I chuckle. "You'll be fine Sam."

"Hey!"

We see Reina up ahead of us and she waves at us.

"Hey girl."

"What's up?"

Sam and I say, meeting her at the front of the small Thai restaurant that we always like to go to on the weekends.

"I was just at the library. I had to find this book that we didn't have at the campus library," she replies.

"Eva was being my model for the past few hours," Sam says, gesturing to me. "She's a lot better than you were."

I giggle and Reina gasps. "Hey! It wasn't my fault that you were playing Janet and I couldn't help but dance and sing along to the music."

Sam rolls her eyes and we all laugh as we go inside the restaurant.

After a dinner that was filled with laughing and girl talk, Sam and I go and outsider to wait while Reina goes to the restroom. The sky was now dark and the fall air was cool and windy. I clutch my coat tighter to me, watching people walk down the street as the nightlife begins.

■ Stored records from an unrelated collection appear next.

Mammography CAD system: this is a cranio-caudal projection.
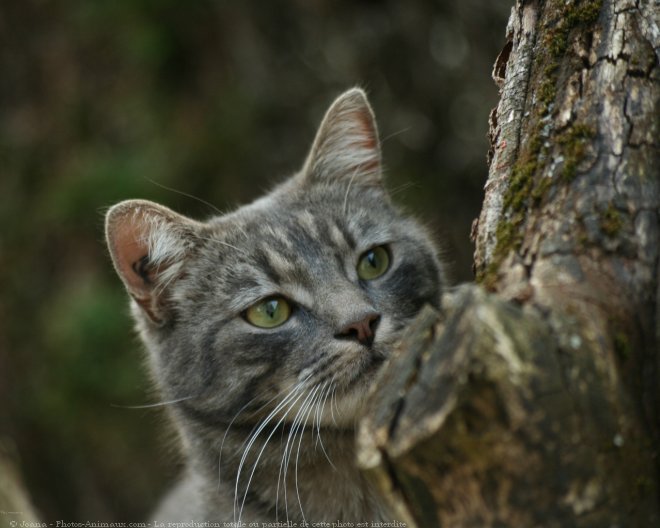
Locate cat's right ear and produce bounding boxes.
[302,88,382,186]
[105,200,201,324]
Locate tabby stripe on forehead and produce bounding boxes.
[254,249,282,286]
[335,221,356,250]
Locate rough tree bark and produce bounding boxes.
[358,0,660,528]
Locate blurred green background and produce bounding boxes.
[0,0,512,521]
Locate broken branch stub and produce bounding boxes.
[358,286,660,528]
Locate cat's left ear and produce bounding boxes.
[303,88,382,186]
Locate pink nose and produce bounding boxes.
[336,313,380,346]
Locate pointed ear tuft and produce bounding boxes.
[105,200,200,323]
[303,88,381,188]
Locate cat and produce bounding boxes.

"Shit! I left my to-go box at our table." Sam exclaims, pitting a hand on her forehead. "Wait here. I'll be right back."

She quickly goes back inside and I stay where I was, shuffling my feet and I zip up my coat. My phone vibrates in my coat pocket so I take it out and look at the notification, smiling when I see Tre's reply to our conversation we were having.

Be ready. I got plans for you tonight sexy.

I can't wai—

I feel a force in front of me and it pushes me. I gasp and look up to the hooded figure that's putting his rough hands on me. He grabs the strap of the purse on my shoulder and tugs.

"Give me your purse lady." His voice is deep and I can barely see his face that's obscured by his hood.

I keep ahold of my purse strap and tug it back from his grip. "I don't have anything of value to you!"

It all happened so fast. I was tugging on my purse against him, but he was stronger and was pulling me with each tug.

"Let go!" I yell at him and he forcibly tugs me harder. I hear someone behind me yell "Hey!"

The man looks behind me and then throws a hard punch to my face. I gasp at the feeling of his knuckles on my nose and cheek. Pain resonates all over my face and I feel my grip loosen on my purse, the man snatching it out of my hands and running away down the alley by the restaurant. My vision is blurry and I stumble down to the ground, a metallic taste forming in my mouth. Everything goes in slow motion.

"Eva!"

I hear a high pitched scream but can't make out who it was. I feel like I'm in a tunnel with no way out.

When I fall to the ground, my head makes contact with the cold pavement. I feel sick and all I can focus on is the pain throughout my whole body. Shadows surround me and I feel hands touching me, but I can't make out anything that's happening right now.

"Eva! Eva!" I hear in a muffled yell. "Someone call 911!"

I hear my name keep being called but I can't move my mouth. I can't move anything. I see flashing lights and shadows moving in front of me, but its so hard to keep my eyes open.

"Eva keep your eyes open."

I can't. My eyes slowly close and I surrender to the darkness.